Dalle versioni passò ben presto alle composizioni originali in latino in cui dimostrò ottima padronanza della lingua e felice ispirazione. Esperto conoscitore della metrica latina pubblicò elegie, saffiche, epigrammi, idilli, che raccolse successivamente in due volumi (Carmina, Patavii 1796, Lusus poëtici, ibid. 1812); si cimentò anche con fortuna nella lingua greca col ditirambo Artemisia (Bassano 1807) lodato da Melchiorre Cesarotti. Meno originali invece le sue poesie in volgare, pubblicate postume (Canzoni, Padova 1866; Poesie morali, Bassano 1870) e la dissertazione Della Messiade di Klopstock (Padova 1845).

La più impegnativa, ma anche la più fortunata delle sue iniziative, fu la traduzione delle odi di Pindaro, suggeritagli nel 1791 da Giovanni Coi, per trent'anni colto e intelligente rettore del seminario di Padova, e condotta a termine nel 1808, grazie anche agli incoraggiamenti del vescovo Niccolò Antonio Giustiniani (Pindari Olympia, Pithia, Nemea, Isthmia latinis translata carminibus et illustrata, Patavii 1808; n. ediz., con versione italiana in versi e in prosa, a Padova nel 1933, a cura di Giuseppe Costa).

Preceduta e accompagnata da un fitto scambio epistolare con latinisti e grecisti italiani e stranieri, la traduzione di Pindaro suscitò grande eco negli ambienti dei classicisti italiani e consacrò la fama del C. al di fuori delle mura del seminario patavino.

Se la sua sincera e profonda ammirazione per il mondo greco-romano lo ricollega ad un'ininterrotta tradizione della cultura italiana, le sue incursioni nella letteratura sepolcrale inglese, seppur limitate al prediletto campo delle versioni in latino, hanno suggerito all'affettuoso biografo Giuseppe Costa di parlare, forse con una punta di audacia, di un suo "pre-romanticismo", se non altro "come presentimento" (Tra le vere glorie..., pp. 148 s.).

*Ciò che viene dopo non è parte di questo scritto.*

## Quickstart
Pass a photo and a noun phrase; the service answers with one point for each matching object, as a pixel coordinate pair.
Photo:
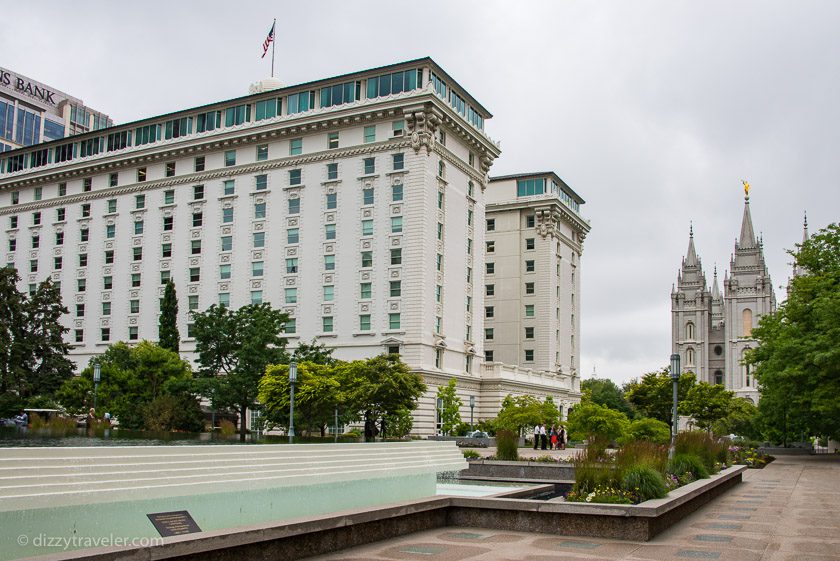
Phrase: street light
(97, 375)
(675, 378)
(292, 380)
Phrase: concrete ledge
(319, 535)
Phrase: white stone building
(355, 204)
(711, 332)
(32, 112)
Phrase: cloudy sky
(653, 111)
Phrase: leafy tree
(380, 386)
(651, 430)
(32, 349)
(234, 349)
(706, 404)
(314, 352)
(588, 420)
(653, 395)
(526, 411)
(798, 357)
(131, 379)
(168, 335)
(318, 392)
(605, 392)
(450, 412)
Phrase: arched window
(746, 323)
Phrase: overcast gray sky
(653, 111)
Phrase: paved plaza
(789, 511)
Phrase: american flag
(268, 39)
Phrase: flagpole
(273, 43)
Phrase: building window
(395, 288)
(367, 196)
(294, 206)
(332, 171)
(398, 161)
(294, 177)
(369, 165)
(367, 227)
(396, 256)
(295, 146)
(370, 133)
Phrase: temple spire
(747, 238)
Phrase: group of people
(555, 437)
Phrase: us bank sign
(27, 87)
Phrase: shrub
(471, 455)
(645, 481)
(700, 444)
(652, 430)
(507, 445)
(684, 464)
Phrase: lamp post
(675, 378)
(292, 380)
(97, 375)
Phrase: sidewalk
(788, 511)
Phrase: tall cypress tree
(168, 336)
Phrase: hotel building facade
(32, 112)
(356, 204)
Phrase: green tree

Tra il 1780 e il 1810 il C. dispiegò anche un'intensa attività di critico e storico della letteratura, collaborando in posizione di primo piano ai lavori dell'Accademia dei Ricovrati di Padova, allora diretta dal Cesarotti; le sue ventinove Dissertationes academicae, conservate nella biblioteca del seminario e in buona parte pubblicate da G. Costa (Fantasia e ragione..., pp. 5-7), spaziano su vari temi, dalle traduzioni al rapporto tra ragione e fantasia, alle origini della lingua della natia Asiago, alla discussione della poesia di Klopstock e di Gray, ma sono nel complesso prive di originalità e di autonomo vigore speculativo.

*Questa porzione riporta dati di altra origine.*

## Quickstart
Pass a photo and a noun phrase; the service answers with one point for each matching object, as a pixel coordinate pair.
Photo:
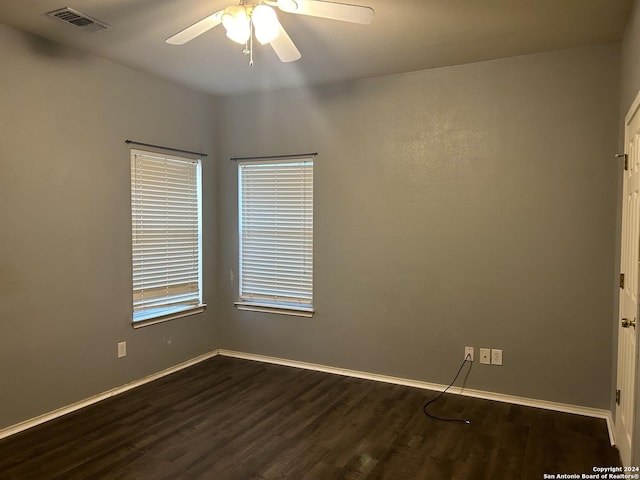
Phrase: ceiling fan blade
(284, 47)
(332, 10)
(198, 28)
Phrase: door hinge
(626, 159)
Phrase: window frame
(142, 317)
(270, 303)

Il C., che aveva più volte rifiutato sia l'insegnamento universitario sia l'onere pastorale di una parrocchia, trascorse tutta la sua vita nel seminario, pur intrattenendo intense relazioni epistolari con studiosi italiani e stranieri. Morì a Padova il 29 dic. 1816.

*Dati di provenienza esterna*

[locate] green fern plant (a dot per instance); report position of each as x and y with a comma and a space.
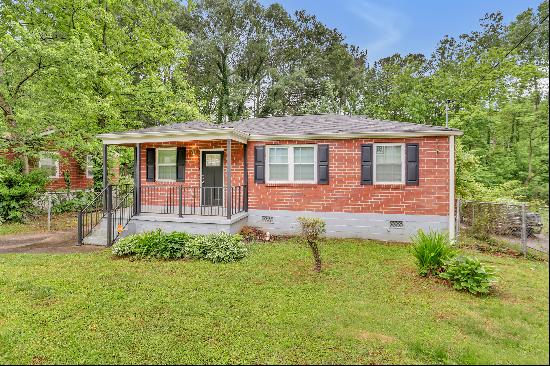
469, 274
431, 250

Fonti e Bibl.: Padova, Bibl. del Seminario, mss. 676, 723 (Lettere), 724 (Dissertazioni lette nell'Accademia di Padova), 725-729, 801, 805-806; Bassano del Grappa, Bibl com., ms. IX.B. 16: Epistolario Remondini, VIII, 14; G. A. Moschini, Della letter. venez. .., Venezia 1806, I, pp. 65 s.; IV, pp. 21, 92; G. Dandolo, La caduta della Repubblica di Venezia…, Venezia 1857, p. 90; Il Seminario di Padova. Notizie raccolte e pubbl. nella ricorrenza del III cinquantenario della beatificazione del card. G. Barbarigo, Padova 1911, pp. 221-223; G. Natali, Il Settecento, Milano 1929, pp. 516, 525, 559, 596, 669; S. Serena, Scrittori latini del seminario di Padova, Padova 1936, pp. 352-384; G. Costa, Poesia antoniana in un grande latinista del Settecento (ab. G. C. 1737-1816), in Il Santo, dicembre 1930; Id., Tra le vere glorie del Settecento italiano. Ab. G. C. di Asiago (1737-1816). Notizie biogr. e illustrative, Padova 1932; Id., Fantasia e ragione nella concezione realistica dell'ab. G. C., 1737-1816, Padova 1935 (con elenco di tutte le opere in prosa); Id., Abate G. C. poeta latino (1737-1816), Padova 1938; C. von Wurzbach, Biograph. Lex. des Kaiserthums Österreich, III, pp. 15 s.